Graduate WLP student Bruce Kilstein said the changes will pose difficulties for him and some of his peers who wish to graduate in the spring.
“Some of them won’t be able to graduate because they won’t be able to take three classes in the semester because the scheduling just won’t work and other people have jobs,” Kilstein said. “Plus there’s this whole thing about not being able to discuss things adequately in that amount of time in each class.”
Pate said the shorter class times would actually hinder productivity, arguing that substantive academic dialogue is not achievable in such brief sessions.
“Meaningful and sustained discussion at the graduate level—with as many as 15 students per class—simply cannot be achieved in blocks of an hour and 40 minutes,” Pate wrote in the petition. “This choice compromises the quality of our education and does not seem to reflect best practices for graduate study in institutions of higher learning.”
The college claims Zoom fatigue in students and professors was the reason for the shortened class blocks. Graduate WLP professor Daniel Tobin said he never had a problem with the long Zoom meetings. He said his students are concerned primarily with getting the necessary credits to graduate and the quality of the learning.
“[My students] expressed concerns about not being able to graduate, and they wanted longer classes where you can have longer conversations about the work,” Tobin said.

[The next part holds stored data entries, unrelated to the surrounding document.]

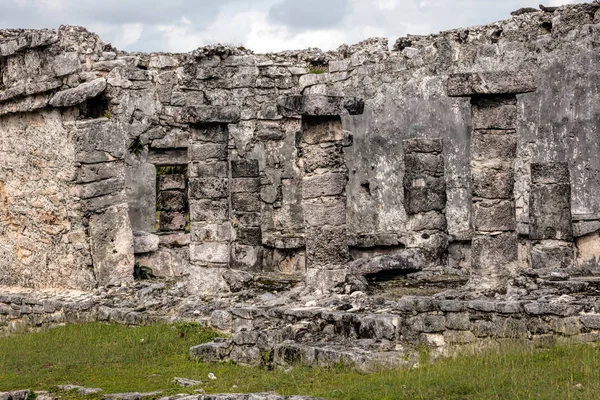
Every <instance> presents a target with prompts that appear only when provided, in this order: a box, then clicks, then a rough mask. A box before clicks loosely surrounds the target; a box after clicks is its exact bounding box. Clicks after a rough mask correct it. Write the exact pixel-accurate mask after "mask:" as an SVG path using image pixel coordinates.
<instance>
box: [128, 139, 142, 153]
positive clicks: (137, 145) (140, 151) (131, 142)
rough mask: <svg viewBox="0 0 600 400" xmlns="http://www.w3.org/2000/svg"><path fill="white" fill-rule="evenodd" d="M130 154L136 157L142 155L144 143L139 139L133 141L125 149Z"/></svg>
mask: <svg viewBox="0 0 600 400" xmlns="http://www.w3.org/2000/svg"><path fill="white" fill-rule="evenodd" d="M127 150H129V152H130V153H131V154H135V155H136V156H137V157H139V156H140V154H142V151H144V143H142V141H141V140H140V138H136V139H133V140H132V141H131V143H130V144H129V147H128V148H127Z"/></svg>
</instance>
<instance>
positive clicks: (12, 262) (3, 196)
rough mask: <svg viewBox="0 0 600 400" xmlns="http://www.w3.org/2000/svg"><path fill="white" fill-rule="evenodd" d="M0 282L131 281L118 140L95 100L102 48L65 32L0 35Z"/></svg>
mask: <svg viewBox="0 0 600 400" xmlns="http://www.w3.org/2000/svg"><path fill="white" fill-rule="evenodd" d="M0 38H2V39H1V43H2V44H1V45H0V75H1V83H0V89H1V91H0V132H1V134H2V135H1V141H0V149H1V153H2V157H1V160H2V161H1V164H0V192H1V195H0V196H1V198H2V217H1V219H0V248H1V250H0V251H1V254H2V257H1V258H0V259H1V261H0V282H1V283H2V284H3V285H15V286H25V287H38V288H40V287H67V288H77V289H92V288H93V287H95V286H96V285H97V284H109V283H121V282H127V281H131V279H132V278H131V268H132V266H133V251H132V240H131V235H132V233H131V228H130V223H129V219H128V217H127V206H126V196H125V193H124V191H123V189H124V172H125V169H124V164H123V163H122V162H121V161H120V160H122V158H123V155H124V154H125V152H126V146H127V140H125V138H124V137H123V135H122V130H121V129H120V128H121V127H120V126H119V125H118V124H115V123H113V122H112V121H110V120H109V119H107V118H102V119H100V120H98V119H96V117H99V116H102V115H103V113H104V112H105V111H106V110H105V109H104V108H103V107H104V105H103V104H102V102H101V101H98V100H97V99H95V98H96V97H97V96H98V95H99V94H100V93H102V92H103V91H104V90H105V88H106V80H104V79H103V78H100V77H98V76H97V74H91V73H89V72H88V71H89V70H90V69H91V68H90V65H89V63H90V60H91V59H92V58H94V57H98V54H100V53H101V52H102V50H103V47H104V46H105V45H104V43H102V42H101V41H100V39H99V38H98V37H97V36H96V35H93V34H90V33H89V32H87V31H85V30H83V29H81V28H73V27H62V28H61V29H60V30H58V31H22V30H14V31H2V33H0Z"/></svg>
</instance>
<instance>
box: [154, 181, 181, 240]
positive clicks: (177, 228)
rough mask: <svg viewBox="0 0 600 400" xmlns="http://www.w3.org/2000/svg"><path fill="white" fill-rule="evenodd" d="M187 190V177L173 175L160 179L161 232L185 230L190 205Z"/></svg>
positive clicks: (159, 184) (160, 225)
mask: <svg viewBox="0 0 600 400" xmlns="http://www.w3.org/2000/svg"><path fill="white" fill-rule="evenodd" d="M185 190H186V181H185V175H181V174H171V175H161V176H160V177H159V180H158V195H157V200H158V211H160V217H159V222H158V223H159V230H160V231H162V232H168V231H183V230H185V226H186V224H187V221H186V220H185V214H186V211H187V204H188V201H187V196H186V193H185Z"/></svg>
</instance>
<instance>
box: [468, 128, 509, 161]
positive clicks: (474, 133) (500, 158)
mask: <svg viewBox="0 0 600 400" xmlns="http://www.w3.org/2000/svg"><path fill="white" fill-rule="evenodd" d="M508 132H510V131H473V132H472V134H471V158H472V159H473V160H477V161H487V160H494V159H498V160H503V161H512V160H514V159H515V157H516V156H517V137H516V135H515V134H514V133H508Z"/></svg>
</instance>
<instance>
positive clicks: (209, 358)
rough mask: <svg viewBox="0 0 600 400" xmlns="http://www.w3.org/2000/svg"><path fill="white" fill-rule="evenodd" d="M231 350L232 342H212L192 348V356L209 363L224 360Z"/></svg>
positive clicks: (207, 362) (221, 360)
mask: <svg viewBox="0 0 600 400" xmlns="http://www.w3.org/2000/svg"><path fill="white" fill-rule="evenodd" d="M230 352H231V343H230V342H229V341H227V342H219V343H216V342H210V343H204V344H200V345H198V346H194V347H191V348H190V357H192V358H195V359H198V360H200V361H203V362H207V363H214V362H220V361H223V360H224V359H225V358H226V357H228V356H229V353H230Z"/></svg>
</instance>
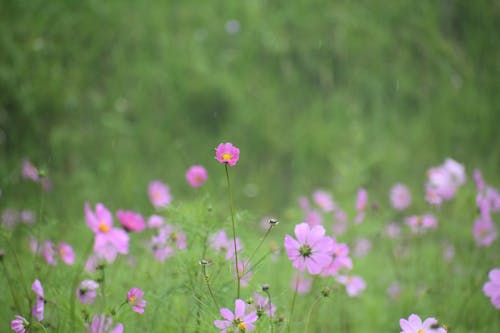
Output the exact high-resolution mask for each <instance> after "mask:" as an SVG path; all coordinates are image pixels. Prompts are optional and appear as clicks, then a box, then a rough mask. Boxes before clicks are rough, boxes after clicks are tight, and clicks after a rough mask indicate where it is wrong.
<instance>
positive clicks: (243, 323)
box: [214, 299, 259, 333]
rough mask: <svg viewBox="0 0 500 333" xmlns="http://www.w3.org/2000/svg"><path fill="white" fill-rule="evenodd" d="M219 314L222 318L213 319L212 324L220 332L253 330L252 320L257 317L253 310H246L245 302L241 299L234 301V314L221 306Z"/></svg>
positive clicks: (253, 319)
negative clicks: (221, 307) (247, 312)
mask: <svg viewBox="0 0 500 333" xmlns="http://www.w3.org/2000/svg"><path fill="white" fill-rule="evenodd" d="M220 315H221V316H222V318H224V320H215V321H214V326H215V327H217V328H218V329H220V330H221V331H220V332H221V333H228V332H234V331H237V332H247V331H248V332H250V331H253V330H254V329H255V325H254V322H256V321H257V319H258V318H259V317H258V316H257V314H256V313H255V312H254V311H251V312H249V313H247V312H246V304H245V302H244V301H242V300H241V299H237V300H236V301H235V303H234V314H233V312H232V311H231V310H229V309H227V308H222V309H220Z"/></svg>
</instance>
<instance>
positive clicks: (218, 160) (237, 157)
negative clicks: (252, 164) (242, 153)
mask: <svg viewBox="0 0 500 333" xmlns="http://www.w3.org/2000/svg"><path fill="white" fill-rule="evenodd" d="M215 159H216V160H217V161H219V162H220V163H227V164H229V166H235V165H236V163H237V162H238V160H239V159H240V150H239V149H238V148H236V147H235V146H233V144H232V143H231V142H226V143H221V144H220V145H218V146H217V148H215Z"/></svg>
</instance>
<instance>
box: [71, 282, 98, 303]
mask: <svg viewBox="0 0 500 333" xmlns="http://www.w3.org/2000/svg"><path fill="white" fill-rule="evenodd" d="M97 288H99V283H97V282H95V281H94V280H83V281H82V282H81V283H80V286H79V287H78V289H77V290H76V295H77V296H78V299H79V300H80V302H82V303H83V304H93V303H94V300H95V298H96V297H97V292H96V290H97Z"/></svg>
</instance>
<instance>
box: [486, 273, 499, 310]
mask: <svg viewBox="0 0 500 333" xmlns="http://www.w3.org/2000/svg"><path fill="white" fill-rule="evenodd" d="M488 277H489V278H490V279H489V280H488V282H486V283H485V284H484V286H483V293H484V294H485V295H486V296H488V297H489V298H490V301H491V304H493V306H494V307H495V308H496V309H500V268H493V269H492V270H491V271H490V272H489V274H488Z"/></svg>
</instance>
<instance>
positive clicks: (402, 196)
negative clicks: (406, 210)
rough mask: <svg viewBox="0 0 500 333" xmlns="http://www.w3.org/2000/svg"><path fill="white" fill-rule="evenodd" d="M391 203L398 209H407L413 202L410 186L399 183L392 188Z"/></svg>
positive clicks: (397, 209)
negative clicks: (407, 186)
mask: <svg viewBox="0 0 500 333" xmlns="http://www.w3.org/2000/svg"><path fill="white" fill-rule="evenodd" d="M390 197H391V205H392V207H394V209H396V210H399V211H401V210H405V209H406V208H408V207H409V206H410V204H411V193H410V190H409V189H408V187H406V186H405V185H403V184H400V183H397V184H395V185H394V186H393V187H392V188H391V194H390Z"/></svg>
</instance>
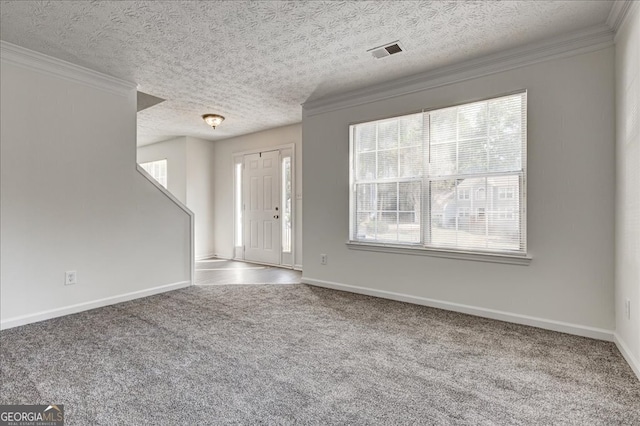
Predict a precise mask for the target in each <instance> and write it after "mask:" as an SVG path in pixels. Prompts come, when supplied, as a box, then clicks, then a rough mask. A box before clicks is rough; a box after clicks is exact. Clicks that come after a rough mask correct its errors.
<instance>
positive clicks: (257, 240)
mask: <svg viewBox="0 0 640 426" xmlns="http://www.w3.org/2000/svg"><path fill="white" fill-rule="evenodd" d="M294 158H295V156H294V145H293V144H291V145H286V146H281V147H275V148H271V149H268V150H260V151H251V152H241V153H237V154H234V157H233V162H234V163H233V170H234V176H233V185H234V188H233V194H234V203H233V209H234V241H235V250H234V254H235V255H234V258H235V259H237V260H243V261H246V262H253V263H260V264H267V265H276V266H281V267H286V268H293V267H294V265H295V259H294V257H295V254H294V253H295V251H294V245H295V235H294V234H295V226H294V222H295V212H294V209H295V203H294V202H293V195H294V194H295V178H294V176H295V169H294Z"/></svg>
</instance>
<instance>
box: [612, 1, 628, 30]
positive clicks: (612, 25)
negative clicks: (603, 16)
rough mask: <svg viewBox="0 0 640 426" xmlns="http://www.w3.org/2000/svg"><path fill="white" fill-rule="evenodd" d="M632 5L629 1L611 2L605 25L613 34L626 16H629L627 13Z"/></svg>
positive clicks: (620, 26) (616, 1) (615, 1)
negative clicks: (607, 15) (606, 22)
mask: <svg viewBox="0 0 640 426" xmlns="http://www.w3.org/2000/svg"><path fill="white" fill-rule="evenodd" d="M633 3H634V2H632V1H631V0H616V1H614V2H613V6H611V11H610V12H609V16H608V17H607V25H608V26H609V28H611V29H612V30H613V31H614V32H615V33H617V32H618V30H619V29H620V27H621V26H622V24H623V23H624V21H625V19H626V18H627V16H629V15H630V13H629V12H630V10H631V8H632V7H633Z"/></svg>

Kilstein said he also sympathizes with faculty who have had to restructure their syllabi to fit the new schedule.
“It’s also messing up the way the professors have to teach, too, because they have their courses prepared in a certain way, and all of a sudden you have to change this and change all the schedules,” Kilstein said.
Kamada said he acknowledged the burden the changes place on students.
“I understand how this impacts people with children—I have two young kids, there’s no ideal solution,” Kamada said. “This is not a change that we made lightly. We did it because we decided that prioritizing students’ safety was number one while trying to preserve the best possible educational experience for students under these circumstances.”
Kilstein said the college did not consult students or professors before implementing changes to the schedule.
“[Administrators] said, ‘That’s what the students want,’ and the students obviously don’t want that, and nobody asks the students, and apparently nobody asks the professors,” Kilstein said. “So this decision came from somewhere, and nobody’s really sure where.”